While an elected Mayor of Newcastle has few supporters, everyone stresses the need for stronger regional strategic leadership, to plan infrastructure and transport and boost regeneration. A new “city region” elected authority might provide for this, as in London, if it covered the travel-to-work area and avoided the charges of red tape and waste which bedevilled the failed campaign for a north-east regional assembly a decade ago.

However, even agreeing new arrangements to replace One North East, the regional development agency abolished by the coalition last year, has proved a nightmare. No consensus could be found for maintaining a single Local Economic Partnership (LEP) for the region. After months of haggling, Newcastle became part of a LEP embracing the five urban councils of Tyne and Wear, plus Northumberland and Durham.

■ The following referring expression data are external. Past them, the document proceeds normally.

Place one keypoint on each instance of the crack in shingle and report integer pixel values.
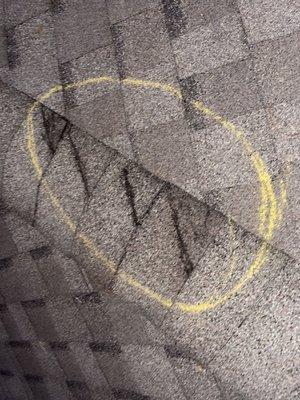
(184, 254)
(80, 165)
(130, 196)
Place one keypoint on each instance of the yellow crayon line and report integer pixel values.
(267, 211)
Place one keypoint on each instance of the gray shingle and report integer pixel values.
(268, 20)
(81, 28)
(210, 46)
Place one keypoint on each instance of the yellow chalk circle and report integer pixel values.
(267, 211)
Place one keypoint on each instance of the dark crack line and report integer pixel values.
(136, 227)
(130, 197)
(184, 255)
(66, 129)
(80, 165)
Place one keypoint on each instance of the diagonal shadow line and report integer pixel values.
(164, 181)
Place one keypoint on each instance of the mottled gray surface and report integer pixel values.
(165, 193)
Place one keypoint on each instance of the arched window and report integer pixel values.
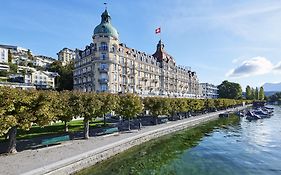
(104, 46)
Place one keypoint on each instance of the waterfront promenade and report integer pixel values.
(74, 155)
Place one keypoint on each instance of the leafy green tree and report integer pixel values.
(15, 112)
(63, 108)
(109, 103)
(65, 79)
(275, 97)
(209, 104)
(130, 105)
(248, 93)
(10, 56)
(13, 68)
(253, 93)
(229, 90)
(85, 105)
(261, 93)
(256, 93)
(156, 106)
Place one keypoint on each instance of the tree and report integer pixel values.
(130, 105)
(229, 90)
(44, 107)
(156, 106)
(85, 105)
(109, 103)
(15, 112)
(65, 79)
(248, 93)
(256, 93)
(275, 97)
(10, 56)
(261, 93)
(13, 68)
(63, 109)
(253, 93)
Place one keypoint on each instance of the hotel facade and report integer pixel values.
(106, 65)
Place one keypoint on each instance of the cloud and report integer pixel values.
(278, 67)
(251, 67)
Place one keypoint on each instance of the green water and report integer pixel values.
(221, 147)
(154, 157)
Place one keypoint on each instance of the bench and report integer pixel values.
(164, 120)
(108, 131)
(51, 141)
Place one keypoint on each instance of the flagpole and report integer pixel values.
(160, 33)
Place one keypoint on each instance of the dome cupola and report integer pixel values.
(105, 26)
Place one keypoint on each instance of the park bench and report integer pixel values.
(108, 131)
(163, 120)
(53, 140)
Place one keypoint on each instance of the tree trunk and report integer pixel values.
(129, 125)
(156, 120)
(12, 140)
(65, 126)
(86, 128)
(104, 123)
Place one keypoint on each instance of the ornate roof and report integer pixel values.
(161, 55)
(105, 26)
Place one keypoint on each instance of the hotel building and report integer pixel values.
(106, 65)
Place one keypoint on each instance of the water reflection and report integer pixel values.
(244, 148)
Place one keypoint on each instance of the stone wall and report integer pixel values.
(87, 159)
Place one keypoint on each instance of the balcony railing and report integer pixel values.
(103, 80)
(103, 69)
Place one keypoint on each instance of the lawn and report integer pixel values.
(54, 129)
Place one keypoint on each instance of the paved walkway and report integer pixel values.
(30, 160)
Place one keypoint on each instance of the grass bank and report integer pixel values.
(149, 157)
(54, 129)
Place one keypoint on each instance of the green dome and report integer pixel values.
(105, 26)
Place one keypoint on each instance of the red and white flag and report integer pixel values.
(158, 30)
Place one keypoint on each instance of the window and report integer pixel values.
(103, 66)
(103, 56)
(104, 46)
(103, 87)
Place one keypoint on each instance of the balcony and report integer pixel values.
(103, 69)
(103, 48)
(103, 80)
(155, 80)
(144, 78)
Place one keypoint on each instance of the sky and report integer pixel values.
(239, 40)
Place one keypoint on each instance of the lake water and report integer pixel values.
(240, 148)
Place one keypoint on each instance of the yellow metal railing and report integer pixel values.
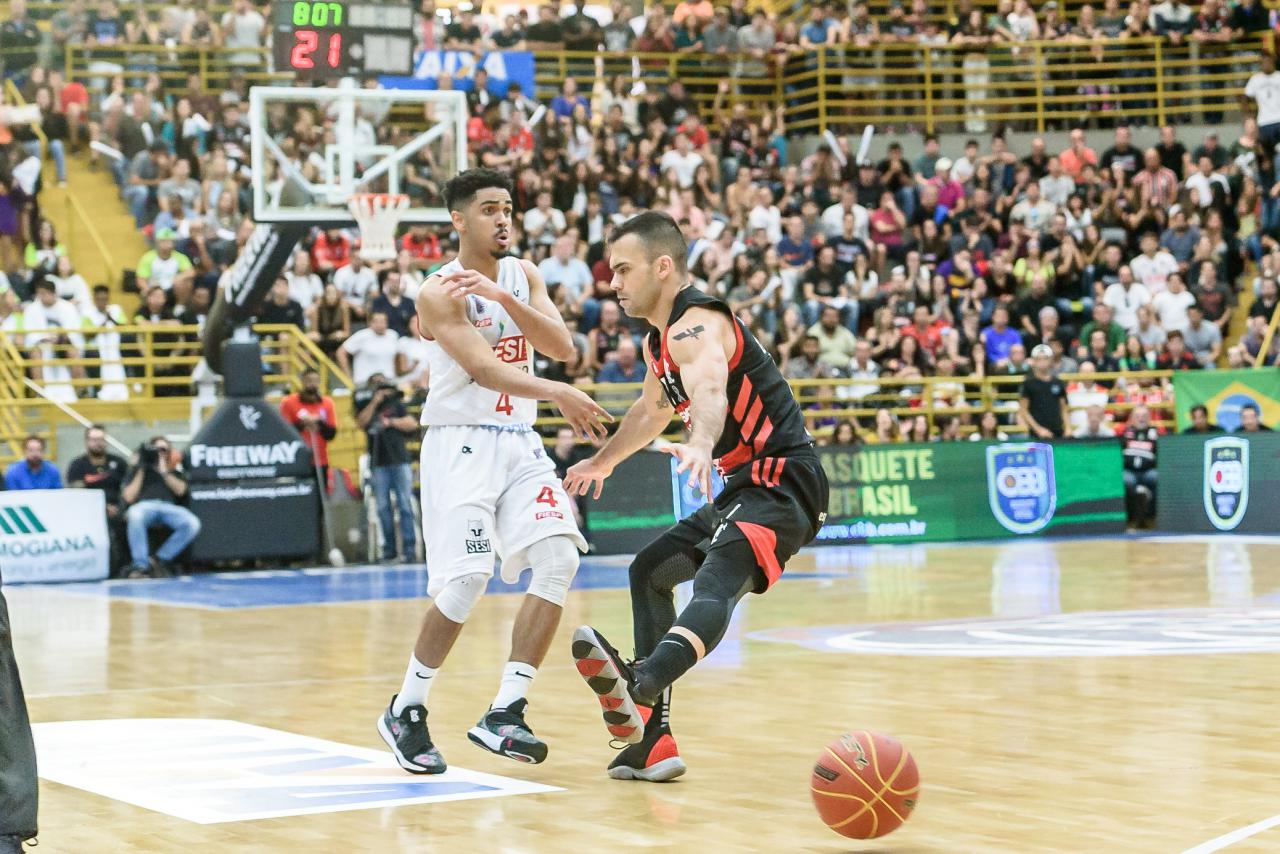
(10, 396)
(936, 87)
(1261, 359)
(826, 401)
(942, 87)
(158, 360)
(174, 65)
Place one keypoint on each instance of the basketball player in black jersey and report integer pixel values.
(745, 423)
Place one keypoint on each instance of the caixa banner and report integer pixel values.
(53, 535)
(1224, 483)
(956, 491)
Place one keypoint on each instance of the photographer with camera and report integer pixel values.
(380, 414)
(154, 493)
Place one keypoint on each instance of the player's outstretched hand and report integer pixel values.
(581, 475)
(696, 461)
(584, 415)
(460, 283)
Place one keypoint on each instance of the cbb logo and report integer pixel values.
(1022, 482)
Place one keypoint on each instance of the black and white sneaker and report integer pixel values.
(503, 731)
(407, 736)
(613, 683)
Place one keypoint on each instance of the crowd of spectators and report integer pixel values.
(955, 263)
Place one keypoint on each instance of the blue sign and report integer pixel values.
(1020, 485)
(503, 68)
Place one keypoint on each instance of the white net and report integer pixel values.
(378, 215)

But the main topic of conversation in my discussions with political and business leaders was the inability even to agree an interim chair of the LEP. Paul Walker, the former chief executive of Sage, was proposed to become the chair, but his appointment is being blocked by two of the constituent councils and the LEP remains rudderless and leaderless.

With Newcastle accounting for only a fifth of the population even within Tyne and Wear, the city has proved unable to project effective regional leadership, and it is hard to see how an elected “city region” could develop, however imperative the need for one.

Tunnel vision

The situation is neatly symbolised by the opening of the second Tyne road tunnel, which takes place today. The tunnel itself is the fruit of a long campaign to overcome a critical transport and communications bottleneck.

But the A19, from the mouth of the new tunnel, has not been upgraded, because regional agreement could not be reached on the project costs. So congestion is likely to remain debilitating, and no-one has a plan to overcome it any time soon. Unless Alan Shearer takes up the cause.

 

Leeds, 3rd March 2011

Leeds has more councillors over the age of 80 than under the age of 35. Not that it is short of councillors.  It has 99 in all, only one member fewer than the Senate of the United States.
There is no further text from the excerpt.